I initiated on listening to Classical Music thanks to a series of recordings made available by a local newspaper about fifteen years ago. 

Most of those recordings contain performances of poor quality, with a few remarkable exceptions (which I understood as such after some years of listening to Classical Music once I arrived and understood recordings by several of the famous orchestras and conductors from the last century), being the names in the post' title some of these.

When I looked for information about these people I was surprised by a big silence in the web: there is no picture of the conductor Pierre Lafont, or the pianist Andre Silotti, or the Orchestra of Aix, or the violinist Pinkas Sztaifberg (there are some other names that I'm not writing down, for instance "I Virtuosi di Lugano", who were doing some not very remarkable performances of the Baroque repertoire), there is no webpage containing their biography or information about the orchestras. I just made some hypotheses for myself and gave up solving the mystery.
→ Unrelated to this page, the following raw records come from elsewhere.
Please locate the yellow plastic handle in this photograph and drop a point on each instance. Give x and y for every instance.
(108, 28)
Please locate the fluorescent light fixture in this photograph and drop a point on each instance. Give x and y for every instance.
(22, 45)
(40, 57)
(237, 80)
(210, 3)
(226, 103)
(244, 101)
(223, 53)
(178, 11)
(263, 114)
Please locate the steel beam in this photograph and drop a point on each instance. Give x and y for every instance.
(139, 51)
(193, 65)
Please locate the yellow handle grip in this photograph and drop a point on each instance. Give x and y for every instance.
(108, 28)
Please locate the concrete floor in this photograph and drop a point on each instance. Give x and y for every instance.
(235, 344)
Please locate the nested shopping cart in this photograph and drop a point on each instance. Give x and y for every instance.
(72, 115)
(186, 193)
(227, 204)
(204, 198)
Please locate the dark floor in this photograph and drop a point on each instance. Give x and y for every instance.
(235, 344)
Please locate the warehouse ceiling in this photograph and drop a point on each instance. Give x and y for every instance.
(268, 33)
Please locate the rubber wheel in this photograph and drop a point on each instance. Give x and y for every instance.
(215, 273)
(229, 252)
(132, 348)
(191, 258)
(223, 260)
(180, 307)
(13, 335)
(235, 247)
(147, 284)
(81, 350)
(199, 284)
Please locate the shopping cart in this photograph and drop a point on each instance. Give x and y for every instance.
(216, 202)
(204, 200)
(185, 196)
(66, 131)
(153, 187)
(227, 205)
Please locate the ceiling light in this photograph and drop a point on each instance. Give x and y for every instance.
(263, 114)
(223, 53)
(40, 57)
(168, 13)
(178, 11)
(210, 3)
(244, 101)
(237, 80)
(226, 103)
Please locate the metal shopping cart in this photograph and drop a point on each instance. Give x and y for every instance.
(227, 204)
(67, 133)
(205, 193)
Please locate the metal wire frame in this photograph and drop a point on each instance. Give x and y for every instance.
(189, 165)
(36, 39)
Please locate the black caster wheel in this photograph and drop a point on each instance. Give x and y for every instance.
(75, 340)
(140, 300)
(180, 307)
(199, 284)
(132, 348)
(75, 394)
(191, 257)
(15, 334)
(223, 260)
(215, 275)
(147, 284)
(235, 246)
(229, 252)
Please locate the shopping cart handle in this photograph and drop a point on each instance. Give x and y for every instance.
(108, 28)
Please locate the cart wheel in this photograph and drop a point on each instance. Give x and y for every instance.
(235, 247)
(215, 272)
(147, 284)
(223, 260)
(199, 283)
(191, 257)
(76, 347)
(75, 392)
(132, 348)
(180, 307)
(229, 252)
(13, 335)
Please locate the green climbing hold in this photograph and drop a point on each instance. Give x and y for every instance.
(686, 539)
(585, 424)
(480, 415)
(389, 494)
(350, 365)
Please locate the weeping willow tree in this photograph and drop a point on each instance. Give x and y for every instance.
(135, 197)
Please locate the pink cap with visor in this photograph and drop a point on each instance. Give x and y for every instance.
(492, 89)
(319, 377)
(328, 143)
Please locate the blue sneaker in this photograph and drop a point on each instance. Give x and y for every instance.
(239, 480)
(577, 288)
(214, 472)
Now life has brought me back home after some years overseas, and I remembered this issue after seeing my early record library. Does any of you have information about these guys? At some point I just arrived to the conclusion that these were pseudonyms used perhaps by some advanced music students in a "big" recording project (I think the collection comprises more than 100 cd's) that ended up in some newspapers around the world, but my curiosity was never satisfied. What can you tell me about these names?


----------